Four-midable week in Red as ‘clasico’ approaches

HERE’S a line you won’t often see inthese columns: thank you Chelsea.
Four-midable week in Red as ‘clasico’ approaches

Their demolition of the Blue Moonies on Saturday capped a marvellous day for Reds, during which United achieved a four-by-four centennial feat whilst breakaway FCUM produced one of their greatest-ever performances to go into their Unibond Division’s top two.

I haven’t mentioned FC for some time but they are not only still hanging in there but are thriving; so much for those who said a resurgent MUFC would finish them support-wise.

Speaking of premature obits, incidentally, I note you don’t hear quite so much slagging of Avram Grant anymore, do you?

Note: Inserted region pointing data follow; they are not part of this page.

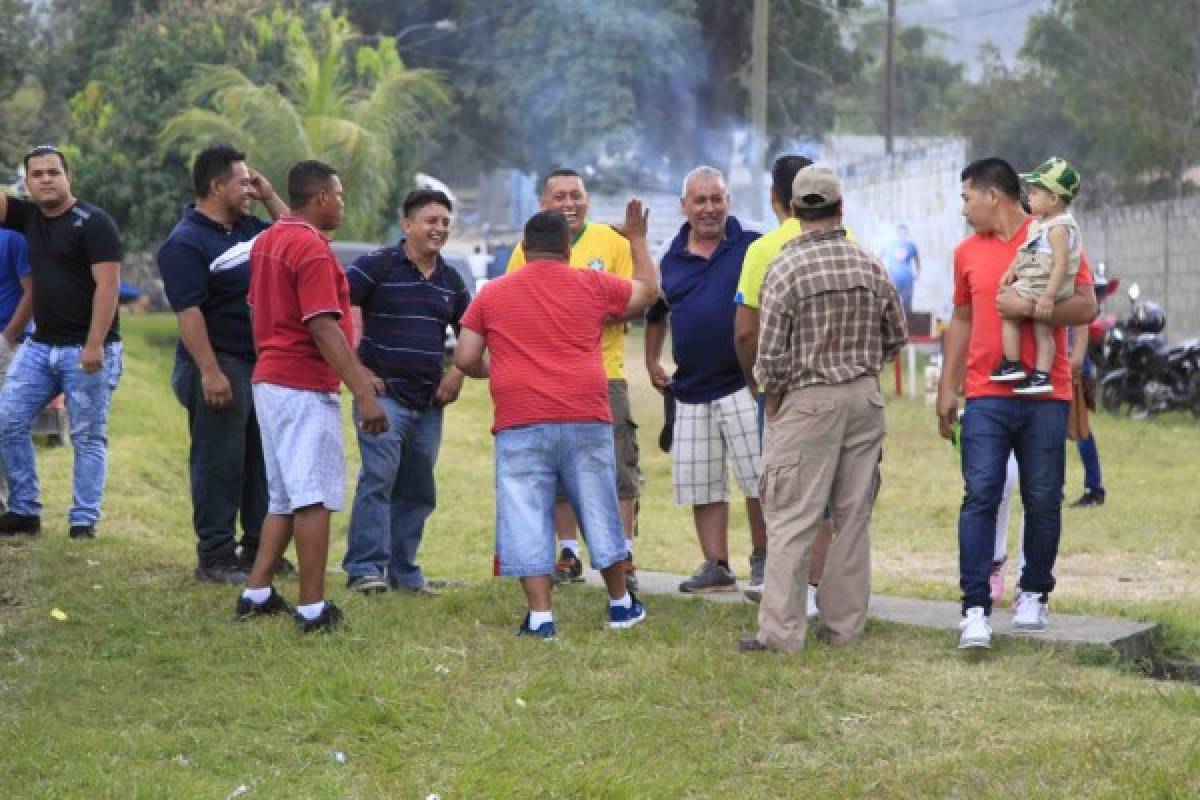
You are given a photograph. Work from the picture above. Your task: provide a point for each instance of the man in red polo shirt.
(995, 422)
(300, 311)
(553, 422)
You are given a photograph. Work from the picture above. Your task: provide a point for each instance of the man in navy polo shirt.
(205, 274)
(715, 414)
(408, 295)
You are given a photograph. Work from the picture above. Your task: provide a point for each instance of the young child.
(1044, 271)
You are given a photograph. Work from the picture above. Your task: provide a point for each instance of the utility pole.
(889, 91)
(759, 100)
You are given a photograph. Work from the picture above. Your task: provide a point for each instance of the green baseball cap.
(1055, 175)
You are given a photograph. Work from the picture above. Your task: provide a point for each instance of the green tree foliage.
(1131, 78)
(130, 88)
(1017, 114)
(929, 88)
(351, 104)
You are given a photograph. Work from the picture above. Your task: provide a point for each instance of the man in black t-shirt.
(75, 254)
(205, 274)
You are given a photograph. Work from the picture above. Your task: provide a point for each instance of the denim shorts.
(531, 462)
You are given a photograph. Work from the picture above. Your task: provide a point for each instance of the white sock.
(312, 611)
(257, 595)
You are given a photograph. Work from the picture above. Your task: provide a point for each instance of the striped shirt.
(829, 314)
(405, 318)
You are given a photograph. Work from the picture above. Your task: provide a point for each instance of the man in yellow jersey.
(745, 334)
(595, 246)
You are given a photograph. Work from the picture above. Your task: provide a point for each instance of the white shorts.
(303, 447)
(705, 433)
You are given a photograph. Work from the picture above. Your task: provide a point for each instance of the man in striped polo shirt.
(408, 295)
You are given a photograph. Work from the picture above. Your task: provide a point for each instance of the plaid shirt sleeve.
(773, 366)
(895, 326)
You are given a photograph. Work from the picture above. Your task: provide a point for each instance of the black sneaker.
(1091, 498)
(227, 571)
(273, 605)
(12, 523)
(1008, 372)
(1038, 383)
(330, 618)
(569, 569)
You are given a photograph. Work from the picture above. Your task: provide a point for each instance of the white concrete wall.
(921, 188)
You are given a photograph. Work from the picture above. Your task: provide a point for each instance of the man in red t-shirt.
(300, 312)
(541, 328)
(995, 422)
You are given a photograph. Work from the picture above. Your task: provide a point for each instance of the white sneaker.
(976, 630)
(1031, 613)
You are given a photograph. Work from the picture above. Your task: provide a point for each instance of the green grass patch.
(149, 690)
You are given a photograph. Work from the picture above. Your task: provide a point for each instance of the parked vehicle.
(1145, 374)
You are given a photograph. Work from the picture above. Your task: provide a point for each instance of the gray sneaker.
(757, 570)
(709, 577)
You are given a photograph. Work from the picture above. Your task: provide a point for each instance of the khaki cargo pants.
(822, 447)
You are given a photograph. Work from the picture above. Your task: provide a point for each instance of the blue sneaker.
(621, 617)
(545, 631)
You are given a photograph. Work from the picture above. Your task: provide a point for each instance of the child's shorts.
(1033, 274)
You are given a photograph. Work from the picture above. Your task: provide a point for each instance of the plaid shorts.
(705, 433)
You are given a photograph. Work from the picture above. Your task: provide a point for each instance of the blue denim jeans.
(531, 462)
(40, 372)
(1036, 431)
(225, 462)
(395, 495)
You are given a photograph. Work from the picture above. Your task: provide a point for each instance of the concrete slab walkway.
(1129, 639)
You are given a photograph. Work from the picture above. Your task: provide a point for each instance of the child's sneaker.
(1038, 383)
(330, 618)
(1008, 372)
(621, 617)
(976, 630)
(1031, 613)
(996, 581)
(545, 631)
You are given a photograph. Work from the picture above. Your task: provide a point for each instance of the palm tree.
(351, 106)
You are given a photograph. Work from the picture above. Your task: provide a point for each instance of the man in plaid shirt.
(831, 318)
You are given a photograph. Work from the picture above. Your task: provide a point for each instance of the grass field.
(149, 690)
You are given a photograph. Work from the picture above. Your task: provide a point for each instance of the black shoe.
(226, 571)
(1038, 383)
(12, 523)
(751, 644)
(273, 605)
(1008, 372)
(330, 618)
(1091, 498)
(569, 569)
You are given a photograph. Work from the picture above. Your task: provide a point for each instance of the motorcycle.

As I wrote in his defence at the time of The Fall, too many hacks and fans seemed to have forgotten that the source of CFC’s power was always Roman’s roubles, not Jose’s supposed genius. Another case, of course, of classic blinkered short-termism, the subject of my rant last week. In fact, aside from a tawdry kiss and tell, I don’t think I have even read Mourinho’s name in print for a fortnight. Football moves on even faster than a relieved divorcee, it seems. The 6-0 at The Bridge comes as some relief to me, given that I suggested recently that an asteroid strike would be likelier than a City CL finish, although naturally one doesn’t welcome the thought that Chelsea might, after all, be back in the reckoning this season.

Not least as we were looking forward to boxing this campaign off as a straightforward “clasico”: us versus Arsenal, with the first summit meet due on Saturday.

You can forgive the duopolistic selfishness, surely, when you recall the past epic mano-a-mano marathons: 1998, 1999, 2002, 2003, 2004 — every one a twisting, turning thriller, most to the wire.

Indeed, it surprises some to realise that when it comes to real season-long battling, our history with the Gunners is much richer than the one we share with our main historical rivals Liverpool.

Certainly the prospect of Saturday has us all slavvering in a fashion that doesn’t quite apply to an Anfield clash. You don’t expect a good game with Liverpool. Whereas Saturday could, conceivably, be an unforgettable encounter, such has been the form and approach of the combattants this year. For once, the PL might just justify its endless nauseating hype.

Clearly a repetition of much of what we saw against Middlesborough would be most welcome at the Emirates, especially the goal quality and the interplay of the golden boys (Rooney, Tevez, Anderson, Nani) but obviously we can do without the comedy defending.

(Rio’s befuddled ballwatching for their goal is particularly not recommendable). A 2-2 draw would be fine, thanks.

Though Fergie will be demanding a lot more, such is his mood. Forget centennial — he was sounding positively millennial at the weekend, verging on the Third Reich with his declared intent to make us “the number one club in the country, Europe and the world”. (For a moment I wondered if, like a kid on an envelope, he was going to add “and the galaxy, the cosmos, the universe...”) But you can hardly blame him for the pan-annexing confidence. Two years ago this week, he was about to expel Roy Keane from a club in meltdown and was confiding in Bobby Robson that he might quit — as others predicted the sack, including a recent club director.

Now look at him: even facing a minor injury crisis, his boys can’t stop scoring; they go to a cauldron like Kiev and threaten a cricket score. Serendipity walks arm-in-arm with him; he is forced to play Anderson, who had one foot on a loan plane to Lisbon, and the boy’s an instant star.

You can substitute “fat new contract promise” for “loan” now, I suspect.

Who can stop Fergie, eh? Only himself. Unfortunately, he’s well capable of that.